The Hope Center for College, Community and Justice surveyed more than 9,000 students last fall at 17 of New Jersey’s 18 community colleges for the #RealCollege report and found 39% of respondents were food insecure in the prior 30 days, 44% were housing insecure during the previous 12 months and 14% of students were homeless during that time frame.
Food insecurity refers to not always being able to eat when you’re hungry.
Zakiya Smith Ellis, the state higher education secretary, said the figures might sound surprising but we know that many community college students are struggling to make ends meet.
“Community colleges tend to serve students that are more likely to be at the margins, so these are going to be students who are generally lower income than you might think of as your typical college student," she said.
“Many times these are students who have children of their own, so there are large numbers of students who are not what you would think of as your traditional college students.”
Ellis pointed out a lot of times these individuals are enrolled at a community college to be able to get the credentials they need for a better job.
“And they’re doing that while they’re raising children of their own. They’re doing that while they’re working. Many of these students are really living at the margins and on the edge.”
She said to address the issue of food insecurity, a series of Hunger Free Campus Act Grant program funds will soon be awarded.
New Jersey community colleges are sharing best practices to help students get information about local resources.
“Sometimes the thing you need, that students need most is to be connected with existing social services in their community," Ellis said.
A growing number of community colleges have set up food pantries. Ellis said the best approach is to make the food pantry as anonymous as possible.
“Students a lot of times will feel stigma.
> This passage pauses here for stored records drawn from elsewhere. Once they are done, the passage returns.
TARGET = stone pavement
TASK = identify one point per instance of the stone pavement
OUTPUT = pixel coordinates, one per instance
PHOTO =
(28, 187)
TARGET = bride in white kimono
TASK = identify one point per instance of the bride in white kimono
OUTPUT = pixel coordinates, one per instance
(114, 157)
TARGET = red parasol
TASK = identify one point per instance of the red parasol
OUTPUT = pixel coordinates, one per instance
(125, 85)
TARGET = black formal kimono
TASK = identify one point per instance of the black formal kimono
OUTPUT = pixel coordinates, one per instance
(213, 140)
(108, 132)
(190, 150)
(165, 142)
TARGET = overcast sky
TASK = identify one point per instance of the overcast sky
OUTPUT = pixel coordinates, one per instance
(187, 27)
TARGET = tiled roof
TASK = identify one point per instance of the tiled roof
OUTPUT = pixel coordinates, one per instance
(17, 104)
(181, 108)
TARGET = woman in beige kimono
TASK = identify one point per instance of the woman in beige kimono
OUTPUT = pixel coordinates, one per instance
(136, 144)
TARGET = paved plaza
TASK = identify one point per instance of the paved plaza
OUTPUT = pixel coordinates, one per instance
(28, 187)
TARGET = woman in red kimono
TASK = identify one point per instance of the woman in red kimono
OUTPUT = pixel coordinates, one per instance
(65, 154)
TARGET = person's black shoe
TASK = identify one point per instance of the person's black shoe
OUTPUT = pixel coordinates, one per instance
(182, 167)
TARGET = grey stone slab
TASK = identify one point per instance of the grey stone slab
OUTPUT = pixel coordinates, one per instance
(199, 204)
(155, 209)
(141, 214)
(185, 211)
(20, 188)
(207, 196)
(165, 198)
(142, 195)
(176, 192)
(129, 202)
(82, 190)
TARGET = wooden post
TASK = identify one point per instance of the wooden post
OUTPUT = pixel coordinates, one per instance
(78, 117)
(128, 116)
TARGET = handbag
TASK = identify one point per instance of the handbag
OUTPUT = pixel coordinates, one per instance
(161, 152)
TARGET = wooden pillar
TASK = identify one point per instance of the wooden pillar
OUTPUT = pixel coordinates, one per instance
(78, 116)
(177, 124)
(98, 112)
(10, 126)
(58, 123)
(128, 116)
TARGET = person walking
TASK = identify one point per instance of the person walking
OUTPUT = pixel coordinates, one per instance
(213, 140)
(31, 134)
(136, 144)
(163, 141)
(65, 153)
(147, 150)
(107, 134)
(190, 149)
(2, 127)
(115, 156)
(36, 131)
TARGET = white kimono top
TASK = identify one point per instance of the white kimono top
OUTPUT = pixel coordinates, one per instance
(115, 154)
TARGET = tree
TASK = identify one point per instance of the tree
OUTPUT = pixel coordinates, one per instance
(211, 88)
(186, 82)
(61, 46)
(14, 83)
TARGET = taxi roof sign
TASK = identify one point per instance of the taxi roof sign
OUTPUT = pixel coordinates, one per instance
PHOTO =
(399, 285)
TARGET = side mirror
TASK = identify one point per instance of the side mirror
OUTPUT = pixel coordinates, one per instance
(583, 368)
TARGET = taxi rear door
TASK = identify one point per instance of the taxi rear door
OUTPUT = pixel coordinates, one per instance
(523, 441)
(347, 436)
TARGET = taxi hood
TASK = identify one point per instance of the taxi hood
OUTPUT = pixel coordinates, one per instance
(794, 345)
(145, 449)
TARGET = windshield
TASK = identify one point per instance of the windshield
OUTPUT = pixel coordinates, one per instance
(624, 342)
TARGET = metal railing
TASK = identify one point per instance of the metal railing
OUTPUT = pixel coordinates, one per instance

They don’t want to feel like they’re someone who needs to use some kind of social service resource," she said.
She pointed out issues highlighted in the report have a definite effect on graduation rates.
The #RealCollege report lists five reasons to address the issues raised in the survey:
1. Boost academic performance, helping the institution and its students retain federal financial aid. It also promotes retention and degree completion, helping the institution generate more tuition dollars and improving outcomes about which legislators care.
2. Reduce the barriers that returning adults face, boosting enrollment.
3. Make the jobs of faculty and staff easier, as students are more able to focus on learning.
4. Create bridges between the institution and community organizations, bringing new relationships and resources to bear. It also creates a productive opportunity for the private sector to engage with the institution to help create the graduates that everyone wants to hire.
5. Generate new philanthropic giving and create opportunities to engage alumni who do not have much but will happily contribute to emergency aid.